Written completely in-character, this work is subtitled "The Investigator's Guide to Occult London" and is purportedly based on the research of the recently deceased Augustus Darcy. Perhaps, if you are using Bookhounds of London, this has turned up in your characters' bookshop. Or, in any campaign, it has come to the Investigators' attention in some manner, a useful resource if their investigations take them to London.
If you are the Keeper, a thorough study of this tome will reap great rewards in terms of local colour and the myriad ideas for plots that will spawn as you read through it. Do, however, share it with your players; let their characters consult it during the game or even let them read it at their leisure between games.

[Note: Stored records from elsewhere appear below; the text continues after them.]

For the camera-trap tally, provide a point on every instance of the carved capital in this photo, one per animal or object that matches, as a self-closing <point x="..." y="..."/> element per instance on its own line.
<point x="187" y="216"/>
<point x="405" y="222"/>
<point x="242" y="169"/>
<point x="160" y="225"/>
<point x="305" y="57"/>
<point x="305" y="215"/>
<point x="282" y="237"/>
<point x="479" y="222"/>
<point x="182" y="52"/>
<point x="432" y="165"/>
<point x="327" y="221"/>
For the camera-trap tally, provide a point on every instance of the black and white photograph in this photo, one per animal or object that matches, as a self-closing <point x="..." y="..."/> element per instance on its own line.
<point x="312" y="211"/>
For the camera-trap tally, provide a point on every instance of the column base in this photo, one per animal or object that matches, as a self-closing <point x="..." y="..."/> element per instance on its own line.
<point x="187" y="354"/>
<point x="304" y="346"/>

The main part is a discussion of places, an occult gazetteer. Divided into geographical areas (beginning with the Square Mile of the City of London itself), entries are then alphabetical, making it relatively easy to find the one that you want. For each location there are notes on relevant occult connections (note: occult, rather than Mythos), with frequent references to ghost sightings, inexplicable feelings or smells and the like. Much lies unexplained - and that's the fun part, any one might become the basis of one of your plots, or at least be part and parcel of it. You barely need to lay out the clues, they are here for the party to find for themselves! Period images mingle with snippets of lore at every turn.
There is also a section on various people, some historical like John Dee, others supposedly contemporary figures of the occult scene. Perhaps the Investigators will encounter them in their travels, or seek one out if their knowledge is appropriate to the matter in hand. Again, reading many of these entries suggest encounters and plots a-plenty.
As a casual read this is a fascinating work. Even if you are not a role-player, or prefer other genres of game, it makes for an entertaining read if you have an interest in occult lore or indeed if you know your way around London - if you are not near to there, you can pull up most of the locations on Google Maps! (Or if you have Bookhounds of London, the extensive 1930s London maps therein will come in handy in orienting yourself.) If you do play any Myths-related game, or one based in the 1930s or thereabouts, it becomes an invaluable in-character resource.